Le "coup de pouce rural" de la région Grand Est

Créer et agrandir une aire de jeux. Pour une commune de 250 habitants, pas facile de réunir le budget nécessaire. C'est pourquoi Jérôme Prudhomme, le maire de Sailly (Ardennes) a sollicité le "pacte pour les ruralités" mis en place dès 2024 par la région Grand Est (voir notre article du 15 avril 2025), dont le président Franck Leroy était présent, vendredi 20 juin au comité interministériel aux ruralités de Mirecourt. Ce pacte fait suite à un premier pacte (pour la ruralité) lancé par la région en 2017 et surtout axé sur les besoins des territoires en termes de numérique (voir notre article du 14 juin 2017), les deux étant destinés à pallier l'absence de politique nationale d'aménagement du territoire et à contrer le sentiment d'abandon des habitants des campagnes (voir notre article du 11 juin 2025).
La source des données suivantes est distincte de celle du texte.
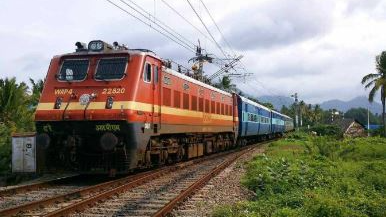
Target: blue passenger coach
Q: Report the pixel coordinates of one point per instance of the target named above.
(254, 119)
(278, 123)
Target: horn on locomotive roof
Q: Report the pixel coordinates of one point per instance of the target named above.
(80, 46)
(117, 46)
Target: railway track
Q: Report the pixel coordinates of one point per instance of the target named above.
(152, 193)
(25, 193)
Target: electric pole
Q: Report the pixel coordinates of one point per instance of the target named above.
(368, 122)
(296, 110)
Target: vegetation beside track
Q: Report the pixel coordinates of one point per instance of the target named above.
(303, 175)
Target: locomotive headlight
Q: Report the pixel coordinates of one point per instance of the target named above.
(109, 102)
(58, 103)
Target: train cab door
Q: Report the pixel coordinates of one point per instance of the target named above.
(156, 120)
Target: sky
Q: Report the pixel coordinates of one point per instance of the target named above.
(319, 49)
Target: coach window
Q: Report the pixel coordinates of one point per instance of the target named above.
(155, 74)
(147, 73)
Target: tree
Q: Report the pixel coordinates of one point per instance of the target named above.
(36, 90)
(14, 103)
(360, 114)
(377, 81)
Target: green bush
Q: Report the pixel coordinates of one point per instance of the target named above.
(5, 148)
(317, 177)
(326, 130)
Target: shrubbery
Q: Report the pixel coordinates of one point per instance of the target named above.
(316, 176)
(326, 130)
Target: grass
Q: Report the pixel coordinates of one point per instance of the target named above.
(316, 176)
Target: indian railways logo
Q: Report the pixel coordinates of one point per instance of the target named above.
(84, 99)
(107, 127)
(63, 91)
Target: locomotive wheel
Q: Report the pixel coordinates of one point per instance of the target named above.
(180, 154)
(147, 159)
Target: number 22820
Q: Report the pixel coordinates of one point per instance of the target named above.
(113, 90)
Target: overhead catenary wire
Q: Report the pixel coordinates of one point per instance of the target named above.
(218, 28)
(159, 21)
(207, 29)
(195, 27)
(158, 30)
(187, 21)
(157, 24)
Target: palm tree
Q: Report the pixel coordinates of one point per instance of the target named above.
(36, 90)
(14, 103)
(377, 81)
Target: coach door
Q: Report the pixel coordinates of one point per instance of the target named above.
(156, 66)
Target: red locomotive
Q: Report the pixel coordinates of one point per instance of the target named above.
(108, 108)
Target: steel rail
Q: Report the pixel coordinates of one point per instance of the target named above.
(88, 202)
(71, 195)
(196, 185)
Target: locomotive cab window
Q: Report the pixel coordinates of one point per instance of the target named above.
(73, 70)
(111, 69)
(147, 73)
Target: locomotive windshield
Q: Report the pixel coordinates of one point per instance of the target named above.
(111, 69)
(73, 70)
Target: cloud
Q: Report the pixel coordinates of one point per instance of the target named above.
(278, 23)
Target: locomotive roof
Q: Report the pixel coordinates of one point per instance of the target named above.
(254, 103)
(129, 51)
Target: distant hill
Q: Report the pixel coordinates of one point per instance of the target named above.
(277, 101)
(360, 101)
(357, 102)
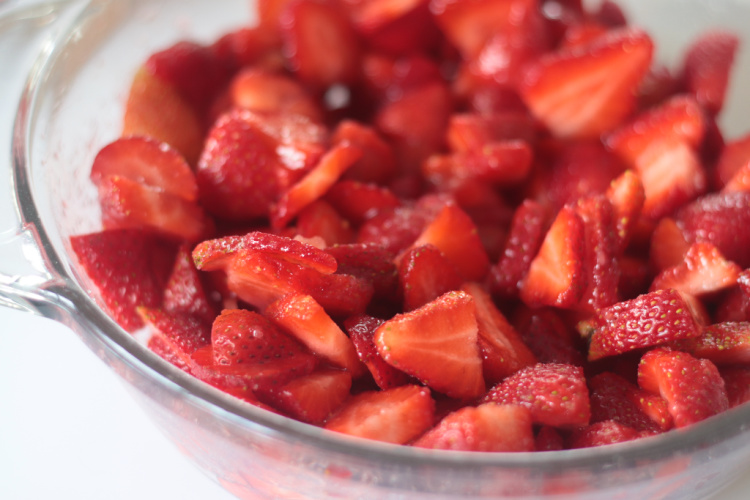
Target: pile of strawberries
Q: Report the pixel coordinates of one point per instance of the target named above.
(490, 225)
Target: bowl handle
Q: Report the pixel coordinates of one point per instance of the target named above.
(28, 30)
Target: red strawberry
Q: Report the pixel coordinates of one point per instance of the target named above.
(650, 319)
(315, 184)
(556, 276)
(155, 109)
(310, 398)
(148, 162)
(503, 350)
(692, 387)
(320, 44)
(556, 394)
(572, 91)
(707, 68)
(487, 427)
(437, 344)
(397, 415)
(424, 275)
(714, 219)
(524, 239)
(129, 267)
(308, 322)
(361, 330)
(704, 271)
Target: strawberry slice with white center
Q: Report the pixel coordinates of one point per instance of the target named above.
(397, 415)
(487, 427)
(556, 276)
(437, 344)
(575, 92)
(693, 387)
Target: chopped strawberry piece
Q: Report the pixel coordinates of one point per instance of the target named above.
(714, 219)
(148, 162)
(128, 204)
(310, 398)
(320, 44)
(487, 427)
(437, 344)
(556, 394)
(129, 267)
(361, 330)
(556, 276)
(155, 109)
(315, 184)
(648, 320)
(707, 68)
(309, 323)
(503, 350)
(397, 415)
(573, 92)
(703, 271)
(602, 433)
(692, 387)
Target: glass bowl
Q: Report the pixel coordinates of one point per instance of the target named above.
(71, 105)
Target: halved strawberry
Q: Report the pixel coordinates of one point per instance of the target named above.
(692, 387)
(556, 394)
(315, 184)
(707, 68)
(437, 344)
(361, 330)
(155, 109)
(650, 319)
(148, 162)
(573, 92)
(503, 350)
(129, 267)
(487, 427)
(310, 398)
(397, 415)
(703, 271)
(320, 44)
(556, 276)
(309, 323)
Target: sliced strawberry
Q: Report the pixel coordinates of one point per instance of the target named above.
(215, 254)
(455, 235)
(503, 350)
(614, 398)
(648, 320)
(308, 322)
(155, 109)
(264, 91)
(310, 398)
(722, 343)
(129, 267)
(437, 344)
(148, 162)
(572, 91)
(556, 276)
(487, 427)
(524, 239)
(128, 204)
(315, 184)
(714, 219)
(707, 68)
(361, 330)
(692, 387)
(397, 415)
(320, 44)
(556, 394)
(703, 271)
(179, 334)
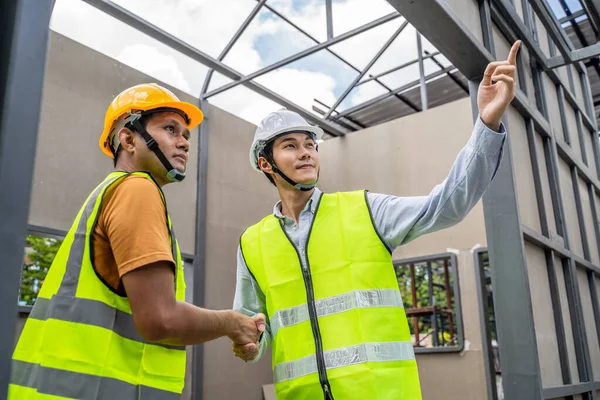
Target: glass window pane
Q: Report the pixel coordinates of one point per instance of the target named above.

Ciblé sur quatre priorités (amélioration du cadre de vie, mobilité, préservation de l'environnement, agriculture de proximité et attractivité), le pacte permet à des villes de moins de 1.500 habitants d'obtenir des aides pouvant aller jusqu'à 12.000 euros. Le tout finançant des "petits travaux à grands effets", pour un total de 800 millions d'euros budgétés en 2024.

"Nous avons d'abord sollicité le pacte pour créer une aire de jeux, puis une deuxième fois pour l'agrandir, explique à Localtis Jérôme Prudhomme, il y a 50% de subvention donc c'est très avantageux, sans cela nous n'aurions pas fait tout cela". La commune a ainsi obtenu 15.000 euros pour la création de l'aire et 8.000 euros pour l'agrandir.

Autre avantage : la solution se met rapidement en place et la relation avec la région est très fluide. "C'est très facile, tout est informatisé, on dépose le dossier avec toutes les pièces et on a la réponse en quelques mois, la région répond facilement", assure le maire de Sailly qui connaît les limites de l'exercice de sa fonction. "On sait très bien que dans une petite commune comme la nôtre, on ne peut pas tout faire, on nous avait par exemple demandé un skate park mais ce n'est pas dans nos moyens, explique-t-il, on court après toutes les subventions, sinon on a recours à l'emprunt".